This limit was first noticed in relatively modern times in the context of the calculation of compound interest, but the number, and the process by which it is arrived at, can be found in many other contexts.

Effectively, the number (when worked out to thousands of places), is the number as it would be found at infinity. So it can stand as an indicator of ultimate limit and of infinity. It is associated with the idea of ‘one’, as I’ve discussed in the article, and also as an irrational equivalent of one, which is a rational whole number.

An irrational counterpart to ‘one’, in a proto-pythagorean community, would have been easy to understand as belonging to a world beyond this one – i.e., a transcendent reality which is more perfect than this world, which is full of irrationality and measures which are incommensurable. The number may have been understood as being irrational to us because it is being represented in our finite world, and not irrational.

It also stood for the edge of our reality, and therefore would have signified the possibility of a joining between the transcendent reality, and our world of physical reality. Finding ways in which the worlds could be joined, and the incommensurate made commensurate, seems to have been a major preoccupation in the Neolithic, as it was also to philosophers and mathematicians in Greece during the second half of the first millennium BCE.

After I finished the article, I wondered how difficult it is to construct a series which will arrive at Euler’s number, how it might have been done, and how long it would take to come to the result.

A little research showed that there were many ways to construct suitable series of numbers, and a geometric calculation could produce a reasonable approximation reasonably quickly, without enormous calculations.  

 We don’t know for certain what base was used for calculations in the British Neolithic, but they were certainly aware of base 10, since they used powers of ten in their construction (ie, instead of a 3,4,5 triangle, they would sometimes use 30,40, 50 as their measures, knowing that the sides would be similarly commensurate after squaring). If they were using the English foot as their basic measure, it is likely they were counting to base 12 (ie, in duodecimal). But the construction of a series only requires whole numbers, arranged as fractions.

1 + 1/100000)^100000 = 2.7182682371923

100,000 is a lot of iterations, so it is unlikely that the determination was done in this way. The process will result in Euler’s number with any consistently generated series.

It can be done geometrically, which is much more practical, and is probably the technique which was used in the Neolithic.

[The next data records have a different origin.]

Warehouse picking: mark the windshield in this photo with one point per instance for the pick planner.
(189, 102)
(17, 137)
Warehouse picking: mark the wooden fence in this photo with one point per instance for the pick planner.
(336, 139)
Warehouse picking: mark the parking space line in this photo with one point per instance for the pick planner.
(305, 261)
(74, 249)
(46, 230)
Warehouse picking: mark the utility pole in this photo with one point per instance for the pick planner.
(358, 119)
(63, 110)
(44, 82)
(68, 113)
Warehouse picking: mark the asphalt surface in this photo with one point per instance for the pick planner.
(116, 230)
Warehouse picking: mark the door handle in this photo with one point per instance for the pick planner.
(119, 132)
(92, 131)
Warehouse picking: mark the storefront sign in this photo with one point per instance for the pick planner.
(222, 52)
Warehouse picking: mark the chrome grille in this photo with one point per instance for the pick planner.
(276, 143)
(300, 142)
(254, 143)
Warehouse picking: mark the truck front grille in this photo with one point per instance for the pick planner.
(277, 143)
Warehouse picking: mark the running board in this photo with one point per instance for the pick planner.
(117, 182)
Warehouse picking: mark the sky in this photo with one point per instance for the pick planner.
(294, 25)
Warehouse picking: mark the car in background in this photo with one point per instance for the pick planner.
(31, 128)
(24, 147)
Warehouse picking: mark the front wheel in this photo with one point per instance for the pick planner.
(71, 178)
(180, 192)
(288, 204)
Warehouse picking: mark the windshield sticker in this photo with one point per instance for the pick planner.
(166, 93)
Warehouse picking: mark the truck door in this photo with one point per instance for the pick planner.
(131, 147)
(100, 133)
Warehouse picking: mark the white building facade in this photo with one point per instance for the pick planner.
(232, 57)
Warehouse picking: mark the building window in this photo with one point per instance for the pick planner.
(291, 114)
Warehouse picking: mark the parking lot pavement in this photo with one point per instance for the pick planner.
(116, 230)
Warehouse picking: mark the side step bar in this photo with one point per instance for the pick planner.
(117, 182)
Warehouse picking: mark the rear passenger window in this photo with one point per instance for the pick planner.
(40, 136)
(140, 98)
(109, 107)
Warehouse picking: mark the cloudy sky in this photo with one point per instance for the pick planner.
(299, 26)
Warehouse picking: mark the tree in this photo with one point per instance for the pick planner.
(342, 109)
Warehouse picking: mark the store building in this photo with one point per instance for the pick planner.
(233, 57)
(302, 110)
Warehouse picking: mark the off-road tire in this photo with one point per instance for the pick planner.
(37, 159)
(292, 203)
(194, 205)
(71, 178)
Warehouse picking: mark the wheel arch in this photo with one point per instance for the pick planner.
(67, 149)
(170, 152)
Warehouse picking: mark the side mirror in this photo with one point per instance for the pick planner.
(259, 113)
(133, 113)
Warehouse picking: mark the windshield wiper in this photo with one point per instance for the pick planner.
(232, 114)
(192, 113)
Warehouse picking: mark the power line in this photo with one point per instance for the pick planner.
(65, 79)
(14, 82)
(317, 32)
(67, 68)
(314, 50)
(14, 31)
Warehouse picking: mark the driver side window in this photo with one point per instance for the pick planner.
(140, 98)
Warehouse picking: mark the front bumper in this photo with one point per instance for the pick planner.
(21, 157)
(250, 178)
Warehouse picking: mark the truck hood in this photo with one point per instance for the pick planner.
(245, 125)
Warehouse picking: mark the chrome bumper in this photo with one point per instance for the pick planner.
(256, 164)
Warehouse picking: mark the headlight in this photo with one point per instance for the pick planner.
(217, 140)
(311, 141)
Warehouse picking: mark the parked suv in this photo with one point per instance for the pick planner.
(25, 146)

Using a sequence such as:

1/2  +  1/4  +  1//8  +  1/16  + ... = 1



Those who generated such a geometrical figure did so knowing that the series converged on a limit from observing the initial results. What they wanted was to find out a reasonably accurate value for the limit itself. The square could therefore be of any size (read as the value ‘one’), and might well have been created in a large field, with the fractions indicated by small stones.

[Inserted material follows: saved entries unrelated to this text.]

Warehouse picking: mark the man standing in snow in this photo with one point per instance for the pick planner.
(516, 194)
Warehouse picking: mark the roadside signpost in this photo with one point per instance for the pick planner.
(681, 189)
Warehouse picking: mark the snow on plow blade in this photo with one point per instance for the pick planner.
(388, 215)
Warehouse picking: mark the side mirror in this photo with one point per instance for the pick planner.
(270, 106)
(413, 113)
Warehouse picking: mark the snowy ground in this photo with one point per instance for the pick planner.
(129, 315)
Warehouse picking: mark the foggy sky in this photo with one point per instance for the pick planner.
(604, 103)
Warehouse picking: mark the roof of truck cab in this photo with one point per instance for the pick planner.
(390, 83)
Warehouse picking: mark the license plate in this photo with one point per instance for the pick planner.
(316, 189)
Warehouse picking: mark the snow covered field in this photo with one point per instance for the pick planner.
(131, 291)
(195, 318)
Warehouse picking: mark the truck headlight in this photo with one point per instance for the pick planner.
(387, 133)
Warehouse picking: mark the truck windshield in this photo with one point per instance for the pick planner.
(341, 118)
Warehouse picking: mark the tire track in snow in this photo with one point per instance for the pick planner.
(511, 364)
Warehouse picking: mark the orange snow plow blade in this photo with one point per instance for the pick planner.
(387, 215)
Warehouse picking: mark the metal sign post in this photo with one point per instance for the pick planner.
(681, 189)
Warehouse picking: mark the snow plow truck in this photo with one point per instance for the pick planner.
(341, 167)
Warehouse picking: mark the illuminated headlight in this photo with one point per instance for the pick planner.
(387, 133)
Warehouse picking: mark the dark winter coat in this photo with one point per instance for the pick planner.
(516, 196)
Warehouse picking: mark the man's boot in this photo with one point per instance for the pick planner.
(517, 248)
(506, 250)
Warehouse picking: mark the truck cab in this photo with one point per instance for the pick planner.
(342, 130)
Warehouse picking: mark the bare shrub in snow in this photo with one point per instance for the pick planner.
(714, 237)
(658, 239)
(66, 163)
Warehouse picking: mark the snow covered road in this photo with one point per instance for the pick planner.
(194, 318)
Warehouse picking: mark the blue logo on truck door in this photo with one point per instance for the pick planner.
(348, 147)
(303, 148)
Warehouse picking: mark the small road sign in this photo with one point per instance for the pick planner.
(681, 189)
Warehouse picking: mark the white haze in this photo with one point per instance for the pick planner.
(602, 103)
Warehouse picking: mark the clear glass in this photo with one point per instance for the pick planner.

I’ve written elsewhere about the importance given to limits and boundaries in ancient Assyria and Babylonia, particularly in connection with sites connected with the gods, and the rituals for the installation of the gods in Heaven. Sometimes aspects of the design of the Assyrian Sacred Tree were unwrapped, and represented on pavings as lotuses, alternately open and closed. Which is a way of indicating at these edge points that both possibilities are open, and even perhaps that opposing states are commensurate with each other in infinity.

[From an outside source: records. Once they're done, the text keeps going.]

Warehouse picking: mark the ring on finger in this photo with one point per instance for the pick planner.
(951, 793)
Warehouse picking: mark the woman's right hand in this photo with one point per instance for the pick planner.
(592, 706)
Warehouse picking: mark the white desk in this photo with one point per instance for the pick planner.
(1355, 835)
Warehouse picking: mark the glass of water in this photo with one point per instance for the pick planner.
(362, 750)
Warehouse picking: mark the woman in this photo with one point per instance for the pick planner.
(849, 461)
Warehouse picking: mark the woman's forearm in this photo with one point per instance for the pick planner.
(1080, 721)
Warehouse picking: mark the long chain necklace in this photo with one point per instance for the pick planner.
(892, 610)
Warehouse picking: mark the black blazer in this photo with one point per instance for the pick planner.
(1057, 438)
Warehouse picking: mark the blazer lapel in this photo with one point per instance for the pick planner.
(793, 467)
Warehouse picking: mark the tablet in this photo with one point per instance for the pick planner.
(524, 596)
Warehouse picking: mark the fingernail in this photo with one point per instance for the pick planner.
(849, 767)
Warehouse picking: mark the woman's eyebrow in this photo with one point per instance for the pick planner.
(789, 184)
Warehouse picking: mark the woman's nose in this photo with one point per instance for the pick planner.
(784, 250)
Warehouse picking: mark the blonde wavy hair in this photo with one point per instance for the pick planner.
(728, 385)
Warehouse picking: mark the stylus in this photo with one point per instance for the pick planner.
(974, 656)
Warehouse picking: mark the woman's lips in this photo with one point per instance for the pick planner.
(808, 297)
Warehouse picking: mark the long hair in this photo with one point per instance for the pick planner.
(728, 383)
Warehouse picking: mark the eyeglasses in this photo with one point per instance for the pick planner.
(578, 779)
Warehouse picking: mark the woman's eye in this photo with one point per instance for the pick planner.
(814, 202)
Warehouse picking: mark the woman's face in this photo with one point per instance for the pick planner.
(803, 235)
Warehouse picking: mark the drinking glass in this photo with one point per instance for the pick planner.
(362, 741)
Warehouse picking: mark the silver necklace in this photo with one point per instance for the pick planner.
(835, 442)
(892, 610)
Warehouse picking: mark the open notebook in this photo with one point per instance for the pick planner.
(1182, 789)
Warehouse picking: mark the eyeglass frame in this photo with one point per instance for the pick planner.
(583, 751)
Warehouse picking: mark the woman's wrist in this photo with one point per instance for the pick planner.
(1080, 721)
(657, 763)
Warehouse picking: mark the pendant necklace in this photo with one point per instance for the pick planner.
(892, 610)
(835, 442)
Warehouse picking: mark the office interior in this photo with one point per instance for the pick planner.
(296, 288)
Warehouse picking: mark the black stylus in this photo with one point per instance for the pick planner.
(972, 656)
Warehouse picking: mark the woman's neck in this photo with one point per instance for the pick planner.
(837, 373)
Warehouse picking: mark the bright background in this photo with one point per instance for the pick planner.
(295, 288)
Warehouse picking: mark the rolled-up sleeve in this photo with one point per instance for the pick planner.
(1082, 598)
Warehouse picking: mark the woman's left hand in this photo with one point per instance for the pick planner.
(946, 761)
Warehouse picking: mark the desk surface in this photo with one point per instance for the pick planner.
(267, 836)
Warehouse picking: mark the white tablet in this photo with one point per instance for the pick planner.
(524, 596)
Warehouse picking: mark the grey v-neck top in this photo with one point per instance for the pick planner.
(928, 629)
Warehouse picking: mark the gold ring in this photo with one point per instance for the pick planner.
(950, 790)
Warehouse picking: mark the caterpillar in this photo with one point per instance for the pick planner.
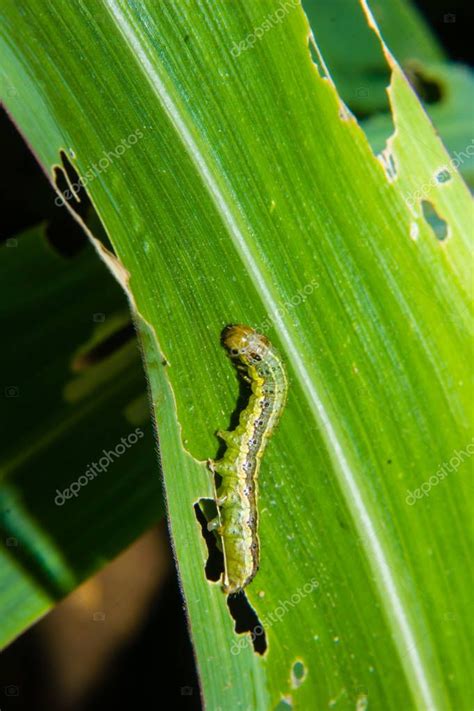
(236, 495)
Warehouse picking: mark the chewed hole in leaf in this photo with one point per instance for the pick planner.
(73, 198)
(246, 620)
(206, 511)
(437, 224)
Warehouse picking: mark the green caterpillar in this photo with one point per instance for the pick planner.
(237, 494)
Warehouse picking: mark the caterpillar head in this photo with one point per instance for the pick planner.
(245, 344)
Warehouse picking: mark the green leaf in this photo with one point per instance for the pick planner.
(251, 196)
(72, 388)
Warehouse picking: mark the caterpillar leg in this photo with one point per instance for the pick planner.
(215, 525)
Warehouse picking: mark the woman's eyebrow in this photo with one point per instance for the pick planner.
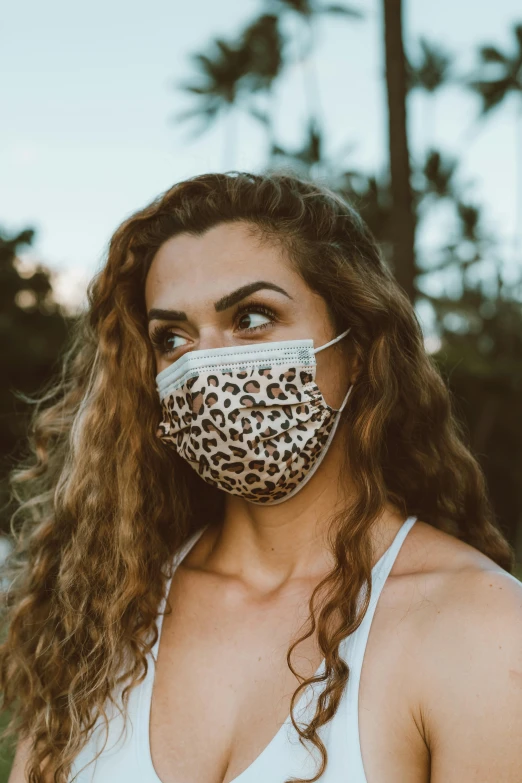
(222, 304)
(241, 293)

It has already been identified that the Sacred Tree represents a form of limit, and consequently of the nature of divinity which has its true existence in a world beyond the constraints of finitude.  The design of the alternating lotuses also was used to separate the registers of images adjoining the collosal Lamassu statues which guarded the entrances of royal palaces. There was an image of the sacred tree, with two winged genies behind Assurbanipal’s throne, which seems to indicate that the king was understood to embody the transcendent reality which lies behind the world of the here and now.[the identification of the king with the divine reality appears in various royal letters] He is the perfect man, and the very image of God

[March 8, 2020]

 

[ Minor text corrections, Jan 1, 2021]

Friday, 30 March 2018

Topics 5: Before 'The Sacred History of Being'





Much of the text which follows is from a document ('Topics 5') produced on December 30th, 2002. It is a list of topics connected with ancient religion which are what we might understand as a technical substratum to religious thought. By this I mean something which underpins a number of ideas which might be found elsewhere, and in some other form, in the textual remains, but which is based on physical analogies with the properties and attributes which were understood to have some connection with the Divine.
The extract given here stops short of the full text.